For many businesses, the challenge of growth has become exceedingly difficult. Larger companies seem to grow through acquisition since internal growth above 10% is not possible. One of the keys to good internal growth is through retention. Granted, it’s not easy, but if you can somehow retain your customers and get them to come back, you have created a platform for growth that is much easier to manage then a growth strategy predicated on acquiring other companies. Acquiring and integrating other companies is very challenging and requires expertise that most companies lack, not to mention the very low success rate even if you do have outside help. Therefore, a growth strategy rooted in retention can be more viable and sustainable over the long run.  

“The global economy is making a vast, systemic shift from transactional products to subscription-based services. As Tilt cofounder James Beshara notes, today’s consumers are interested in outcomes, not assets.” – Tien Tzuo of VentureBeat, September 19, 2015

If you want to be successful with a retention growth strategy, then you should recognize that retention applies to internal customers (employees, vendors, suppliers) and external customers (those who buy your products and services).
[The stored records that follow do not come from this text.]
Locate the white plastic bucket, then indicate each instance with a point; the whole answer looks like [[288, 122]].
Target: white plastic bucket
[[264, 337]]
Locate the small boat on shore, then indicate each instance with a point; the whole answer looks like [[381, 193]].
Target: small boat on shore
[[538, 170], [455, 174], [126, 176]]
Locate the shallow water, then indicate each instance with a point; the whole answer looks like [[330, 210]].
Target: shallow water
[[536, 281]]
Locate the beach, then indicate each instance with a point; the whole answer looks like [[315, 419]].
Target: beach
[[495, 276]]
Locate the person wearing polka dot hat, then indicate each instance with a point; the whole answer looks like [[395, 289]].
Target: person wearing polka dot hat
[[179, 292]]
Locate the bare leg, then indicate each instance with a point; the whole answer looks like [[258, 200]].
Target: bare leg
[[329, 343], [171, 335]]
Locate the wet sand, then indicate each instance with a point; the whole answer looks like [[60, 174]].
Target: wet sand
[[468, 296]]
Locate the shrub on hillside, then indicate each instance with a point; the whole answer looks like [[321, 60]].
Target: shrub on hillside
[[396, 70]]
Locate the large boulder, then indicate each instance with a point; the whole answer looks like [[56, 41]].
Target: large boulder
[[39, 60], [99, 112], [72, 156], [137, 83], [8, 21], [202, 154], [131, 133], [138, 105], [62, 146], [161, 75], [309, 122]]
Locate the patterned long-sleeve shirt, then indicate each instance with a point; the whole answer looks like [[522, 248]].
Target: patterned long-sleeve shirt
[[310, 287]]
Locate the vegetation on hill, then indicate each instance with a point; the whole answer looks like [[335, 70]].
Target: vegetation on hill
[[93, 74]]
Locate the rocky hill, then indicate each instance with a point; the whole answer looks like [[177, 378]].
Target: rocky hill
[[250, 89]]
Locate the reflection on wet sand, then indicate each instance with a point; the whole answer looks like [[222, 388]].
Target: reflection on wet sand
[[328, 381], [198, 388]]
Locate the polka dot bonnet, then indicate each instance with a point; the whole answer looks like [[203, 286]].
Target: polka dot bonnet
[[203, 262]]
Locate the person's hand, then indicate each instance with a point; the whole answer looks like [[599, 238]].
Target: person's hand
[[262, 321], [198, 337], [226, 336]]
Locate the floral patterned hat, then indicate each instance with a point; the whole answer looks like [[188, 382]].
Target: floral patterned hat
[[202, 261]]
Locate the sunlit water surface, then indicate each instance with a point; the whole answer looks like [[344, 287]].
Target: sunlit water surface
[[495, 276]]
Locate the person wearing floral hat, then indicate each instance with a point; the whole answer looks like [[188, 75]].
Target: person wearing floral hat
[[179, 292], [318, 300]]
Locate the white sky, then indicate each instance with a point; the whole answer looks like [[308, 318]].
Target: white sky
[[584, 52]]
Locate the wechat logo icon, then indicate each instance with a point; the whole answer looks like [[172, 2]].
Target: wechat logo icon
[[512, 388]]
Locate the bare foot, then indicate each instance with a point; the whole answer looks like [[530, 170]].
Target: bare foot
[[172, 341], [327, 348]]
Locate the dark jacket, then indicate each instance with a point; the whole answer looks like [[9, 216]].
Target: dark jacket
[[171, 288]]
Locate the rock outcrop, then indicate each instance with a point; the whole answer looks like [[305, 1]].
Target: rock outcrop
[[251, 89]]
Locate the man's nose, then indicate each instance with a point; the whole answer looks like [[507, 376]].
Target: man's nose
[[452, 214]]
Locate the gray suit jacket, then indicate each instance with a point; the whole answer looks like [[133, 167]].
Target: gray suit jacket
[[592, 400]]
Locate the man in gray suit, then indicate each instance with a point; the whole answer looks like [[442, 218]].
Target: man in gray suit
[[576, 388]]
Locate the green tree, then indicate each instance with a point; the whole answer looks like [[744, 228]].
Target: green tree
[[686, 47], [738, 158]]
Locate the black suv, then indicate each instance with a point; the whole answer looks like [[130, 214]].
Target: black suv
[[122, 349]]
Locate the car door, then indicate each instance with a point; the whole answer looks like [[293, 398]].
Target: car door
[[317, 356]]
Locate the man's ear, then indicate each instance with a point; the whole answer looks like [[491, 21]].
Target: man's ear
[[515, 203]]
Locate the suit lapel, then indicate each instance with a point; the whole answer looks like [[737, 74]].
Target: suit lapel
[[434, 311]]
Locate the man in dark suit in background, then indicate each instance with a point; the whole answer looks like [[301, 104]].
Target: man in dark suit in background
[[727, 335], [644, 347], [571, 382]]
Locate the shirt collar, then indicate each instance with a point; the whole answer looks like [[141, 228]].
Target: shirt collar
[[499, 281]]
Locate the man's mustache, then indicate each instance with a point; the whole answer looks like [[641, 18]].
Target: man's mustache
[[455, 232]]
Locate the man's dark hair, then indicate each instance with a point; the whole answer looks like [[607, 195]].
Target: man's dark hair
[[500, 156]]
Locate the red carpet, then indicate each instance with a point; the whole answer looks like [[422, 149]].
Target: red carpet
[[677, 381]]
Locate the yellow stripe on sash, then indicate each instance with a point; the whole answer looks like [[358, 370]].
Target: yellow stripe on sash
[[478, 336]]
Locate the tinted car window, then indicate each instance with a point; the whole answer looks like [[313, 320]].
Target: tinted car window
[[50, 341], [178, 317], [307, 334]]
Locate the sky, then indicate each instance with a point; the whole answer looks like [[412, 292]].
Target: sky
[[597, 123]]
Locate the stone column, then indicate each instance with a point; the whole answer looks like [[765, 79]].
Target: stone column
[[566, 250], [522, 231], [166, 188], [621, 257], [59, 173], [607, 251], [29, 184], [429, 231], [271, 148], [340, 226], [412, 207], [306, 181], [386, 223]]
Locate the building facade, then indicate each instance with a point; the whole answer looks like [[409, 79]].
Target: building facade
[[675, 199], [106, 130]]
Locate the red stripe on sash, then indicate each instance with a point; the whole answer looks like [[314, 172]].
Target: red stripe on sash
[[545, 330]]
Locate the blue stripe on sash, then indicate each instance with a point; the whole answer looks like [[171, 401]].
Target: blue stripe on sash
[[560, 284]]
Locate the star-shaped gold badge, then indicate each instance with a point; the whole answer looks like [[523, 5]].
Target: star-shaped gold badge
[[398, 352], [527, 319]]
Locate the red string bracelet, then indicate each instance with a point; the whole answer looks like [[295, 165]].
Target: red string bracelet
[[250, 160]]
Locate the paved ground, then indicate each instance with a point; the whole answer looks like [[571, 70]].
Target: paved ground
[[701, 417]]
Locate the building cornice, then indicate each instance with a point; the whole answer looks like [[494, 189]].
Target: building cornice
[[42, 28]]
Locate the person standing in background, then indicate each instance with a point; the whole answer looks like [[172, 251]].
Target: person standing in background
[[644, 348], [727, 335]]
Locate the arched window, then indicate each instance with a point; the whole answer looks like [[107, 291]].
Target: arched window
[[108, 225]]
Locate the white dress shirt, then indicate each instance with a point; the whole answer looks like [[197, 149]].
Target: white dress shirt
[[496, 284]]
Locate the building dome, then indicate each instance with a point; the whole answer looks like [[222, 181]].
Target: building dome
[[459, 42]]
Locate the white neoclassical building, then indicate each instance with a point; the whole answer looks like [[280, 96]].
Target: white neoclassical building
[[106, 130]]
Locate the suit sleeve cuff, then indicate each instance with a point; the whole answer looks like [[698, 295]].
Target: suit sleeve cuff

Keep in mind that it is those internal customers who are on the front lines of servicing your external customers that leads to customer retention. So make sure you focus on the enablers behind retention. Retention just doesn’t happen. It requires a strong commitment to key drivers – taking care of your people, working with your vendors and suppliers, and developing systems and processes that deliver great service to customers. Companies with consistent growth seem to have mastered many of these enablers for growth; such as strong leadership, great service after the sale, innovative product design, a fully integrated supply chain, and leveraging customer intelligence.

“Amid all the words, simple or fancy, is a basic hidden truth about customer service: the person who interacts directly with the customer determines whether that customer perceives that he or she is receiving poor customer service, excellent service, or something in between. If you serve customers directly, you have the power to affect their perceptions. That customer contact is where the rubber meets the roads.” – Perfect Phrases for Customer Service by Robert Bacal

A discussion on the full range of enablers is beyond the scope of this article. However, let’s focus on a simple concept: Know thy customer. You should be collecting and analyzing customer data, gaining insights into how to build loyalty and bring them back. Start with your existing sales data. You can identify:
  •  Most frequently purchased items
  • Which storefronts or locations within the store generated the most sales
  • When were sales low and high, on what day and on what time did sales occur
  • How did the customer pay – cash or credit card
 If possible, try to collect demographic information about your customers – gender, income level, age, where do they live, etc. You can use this information to target new customers that fit your existing customer profile. For example, young men that come in on Saturday’s usually visit two other retailers in the immediate area. You decide to partner with these two other retailers and together you build a more reliable customer base through referrals.

One of the key metrics that you should use regarding retention is percentage of customers who came back and bought again. If you have the systems in place, such as a Customer Relationship Management, you can monitor re-purchase rates. If your business is based on service contracts, monitor the contract renewal rates.

A second important retention metric is: How likely will the customer recommend the product or service to another person? You want to have more positive responses than negative responses. A lot of negatives imply that something is wrong with how the customers are viewing your product or service. You will not build loyalty and retention when people are not likely to refer others to your business.

“Unless you can provide hard quantitative data, measurements, and facts about your customer experience, the leaders (and others) in your organization just won’t take your work seriously. That’s why you need to make sure that not only are your measuring the results of your customer service efforts, but that those measures are as noticeable as Donald Trump’s combover.” – Customer Experience for Dummies by Roy Barnes and Bob Kelleher

Just to recap – you have to be able to retain customers if you expect to grow in a substantive way. You should measure your retention using two metrics: 1) Repeat Sales and 2) Likelihood Customer Refers Business to Someone Else. And finally, you will need to get a lot more analytical about your customer, leveraging the data and applying predictive metrics for better service.